The trial court conducted a plea colloquy and found that the plea was freely and voluntarily given and that a factual basis existed for it. The court then asked McCullough to identify the masked participant in the robberies, and McCullough named Anthony Swanson. The court proceeded to question McCullough about the robberies, stating, “And, I’m only interested in truthful testimony, as you can well imagine. Whose idea was this whole thing?” McCullough responded, “Shaun Bryant.” When the trial court asked the State’s position, the prosecutor disagreed that it was Bryant’s idea. The trial court then stated:

Well, what I’m going to do is delay a sentence in this case and allow your client to meet with the detective and the assistant state attorney, Ms. Wardell, and, in effect, make a full and  [*3]  complete accounting of these three incidents. Again, I think that you need to understand I told your attorney this morning, that I would not accept a plea for anything less than twenty years minimum mandatory. And you have an opportunity to reduce that by five, by giving truthful testimony. And that’s the only condition that I’ve put on it. So I have to be satisfied and they have to be satisfied that, in effect, they’re receiving truthful testimony.

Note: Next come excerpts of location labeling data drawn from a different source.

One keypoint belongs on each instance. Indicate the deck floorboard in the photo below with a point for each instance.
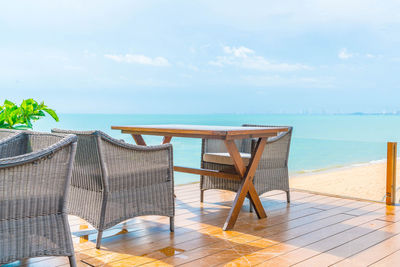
(313, 230)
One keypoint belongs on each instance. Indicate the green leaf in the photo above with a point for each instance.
(52, 113)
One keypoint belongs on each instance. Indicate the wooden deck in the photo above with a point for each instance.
(314, 230)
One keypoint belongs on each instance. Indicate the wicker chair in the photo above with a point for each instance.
(113, 181)
(272, 171)
(35, 171)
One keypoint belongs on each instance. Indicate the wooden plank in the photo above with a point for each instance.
(247, 183)
(352, 247)
(391, 173)
(315, 226)
(216, 173)
(236, 158)
(391, 260)
(166, 139)
(202, 131)
(139, 139)
(373, 254)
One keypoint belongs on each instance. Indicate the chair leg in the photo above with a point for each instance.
(98, 241)
(72, 261)
(171, 224)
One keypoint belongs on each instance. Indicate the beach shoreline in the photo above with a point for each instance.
(361, 181)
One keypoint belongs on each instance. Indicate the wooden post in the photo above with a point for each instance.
(391, 173)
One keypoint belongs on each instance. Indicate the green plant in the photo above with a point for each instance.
(21, 117)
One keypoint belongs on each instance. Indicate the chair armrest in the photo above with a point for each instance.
(38, 180)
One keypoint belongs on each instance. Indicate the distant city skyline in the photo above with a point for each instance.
(198, 57)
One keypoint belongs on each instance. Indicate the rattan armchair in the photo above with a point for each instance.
(35, 171)
(272, 171)
(113, 181)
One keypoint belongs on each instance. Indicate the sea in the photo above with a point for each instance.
(319, 142)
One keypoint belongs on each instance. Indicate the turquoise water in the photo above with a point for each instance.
(319, 141)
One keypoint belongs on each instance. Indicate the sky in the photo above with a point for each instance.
(199, 56)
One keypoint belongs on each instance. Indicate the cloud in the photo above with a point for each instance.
(139, 59)
(288, 81)
(244, 57)
(344, 54)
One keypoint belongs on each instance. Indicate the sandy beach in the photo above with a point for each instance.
(363, 181)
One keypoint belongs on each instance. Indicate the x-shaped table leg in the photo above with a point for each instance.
(246, 187)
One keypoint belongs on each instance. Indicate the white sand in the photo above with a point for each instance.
(366, 181)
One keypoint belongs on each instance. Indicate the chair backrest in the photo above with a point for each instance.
(87, 172)
(276, 152)
(34, 183)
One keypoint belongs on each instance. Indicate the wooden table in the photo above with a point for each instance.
(228, 134)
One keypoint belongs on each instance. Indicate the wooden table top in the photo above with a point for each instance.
(202, 131)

So, I’ll receive your plea, adjudicate you guilty. . .

At the sentencing hearing held nearly three months later, the prosecutor contended that McCullough had breached the plea agreement and should be sentenced to twenty years’ imprisonment for each robbery. The prosecutor pointed out that at the plea hearing, McCullough claimed that Shaun Bryant was the “mastermind” behind the robberies, which the prosecutor knew was not true. The prosecutor then explained what happened after the plea hearing, as follows:

We went over to the jail and he said he admitted, “Ms. Wardell, I’m sorry I said that. He wasn’t the mastermind. I was mad, I made that up.” He lost credibility at that point.

I proceeded to take his statement. He admitted his involvement  [*4]  in these charge [sic] offenses. However, what he didn’t know is that I had information that he was involved in other crimes that he didn’t mention, that he left out and could have come forward and fessed up. He didn’t. There’s nothing that he said to me that was helpful in any way.McCullough’s counsel responded that McCullough had agreed to give truthful testimony but the State did not want to use that information and “nobody can say it was or was not truthful.”

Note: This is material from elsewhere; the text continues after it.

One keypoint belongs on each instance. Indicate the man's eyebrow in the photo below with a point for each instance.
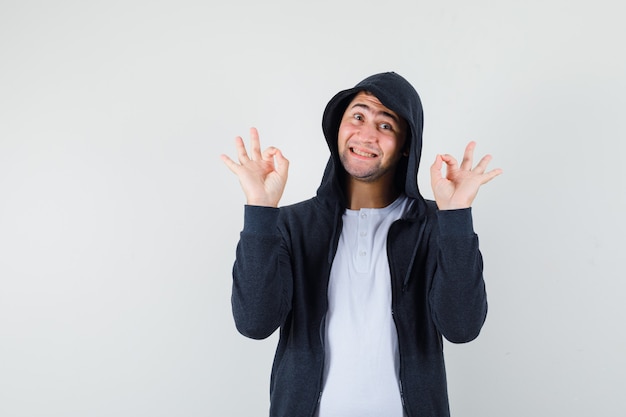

The trial court proceeded to impose sentences of twenty years’ imprisonment with minimum mandatory terms of fifteen years for each of the robberies. When McCullough stated, “I’m not taking 20 years,” the court responded that was part of the agreement. McCullough stated that he had “agreed to 15 years, 10 mandatory. I didn’t agree to 20 years.” The trial court told McCullough to “[h]ave your attorney file the appropriate motion.”

One week later, McCullough, through his counsel, filed a Motion to Withdraw Plea, asserting that his plea was based on the agreement to concurrent sentences of fifteen years’ imprisonment with ten years’ minimum mandatory. The motion stated that the trial court added a condition to the plea agreement  [*5]  that McCullough “could be sentenced to twenty years minimum mandatory, but that it could be reduced by five years by giving truthful testimony.” McCullough contended that the court’s sentences of twenty years’ imprisonment with fifteen years’ minimum mandatory were contrary to the plea agreement.

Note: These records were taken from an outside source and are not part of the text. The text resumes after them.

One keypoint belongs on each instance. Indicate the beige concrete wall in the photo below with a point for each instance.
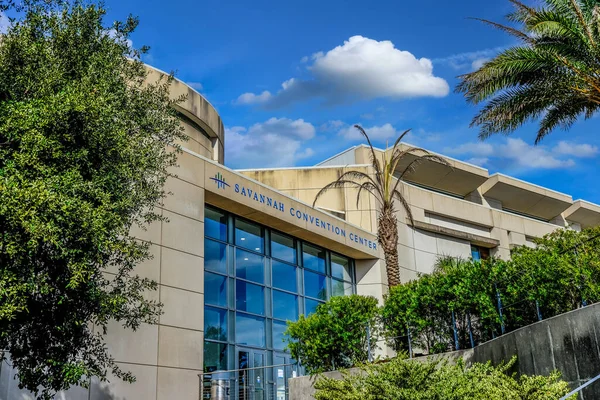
(418, 249)
(201, 112)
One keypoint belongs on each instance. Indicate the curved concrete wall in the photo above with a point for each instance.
(201, 122)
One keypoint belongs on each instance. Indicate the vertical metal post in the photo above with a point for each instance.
(500, 309)
(456, 345)
(409, 344)
(470, 330)
(369, 355)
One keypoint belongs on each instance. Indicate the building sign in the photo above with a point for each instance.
(312, 219)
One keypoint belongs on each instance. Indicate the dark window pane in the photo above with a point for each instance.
(248, 235)
(313, 258)
(215, 289)
(314, 285)
(250, 330)
(249, 298)
(282, 247)
(284, 276)
(215, 324)
(310, 306)
(215, 356)
(340, 267)
(215, 256)
(278, 337)
(339, 288)
(249, 266)
(475, 254)
(215, 224)
(285, 306)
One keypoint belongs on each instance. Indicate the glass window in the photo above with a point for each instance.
(311, 306)
(249, 298)
(314, 285)
(278, 335)
(215, 224)
(283, 248)
(340, 267)
(248, 235)
(215, 356)
(285, 306)
(249, 266)
(284, 276)
(215, 324)
(479, 253)
(250, 330)
(313, 258)
(339, 288)
(215, 289)
(215, 256)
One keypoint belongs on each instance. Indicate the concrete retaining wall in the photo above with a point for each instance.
(569, 343)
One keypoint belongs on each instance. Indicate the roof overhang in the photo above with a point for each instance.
(457, 178)
(584, 213)
(526, 198)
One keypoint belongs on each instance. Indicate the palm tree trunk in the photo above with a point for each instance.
(387, 237)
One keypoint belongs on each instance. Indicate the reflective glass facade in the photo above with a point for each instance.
(255, 280)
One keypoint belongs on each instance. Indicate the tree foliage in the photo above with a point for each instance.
(561, 274)
(335, 336)
(551, 76)
(83, 157)
(385, 188)
(437, 380)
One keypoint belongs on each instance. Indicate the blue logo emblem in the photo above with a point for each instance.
(220, 180)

At the hearing on the motion to withdraw plea, the State conceded that as to the minimum mandatory portions of the sentences, the plea agreement called for ten years’ minimum mandatory instead of fifteen years’ minimum mandatory. The trial court amended the judgments and sentences by reducing the minimum mandatory portion to ten years. The parties also discussed the condition that McCullough would avoid the imposition of twenty-year sentences if he gave truthful testimony. The trial court reviewed the transcript of the plea hearing, noting that “it says that he realizes if called upon by the State he would give truthful testimony.” The court then stated that it had “made a finding, apparently, at [the] actual sentencing that [McCullough] hadn’t been truthful so he didn’t get the reduction.” The court added that the issue of whether McCullough got the reduction for giving truthful testimony  [*6]  would be addressed on appeal.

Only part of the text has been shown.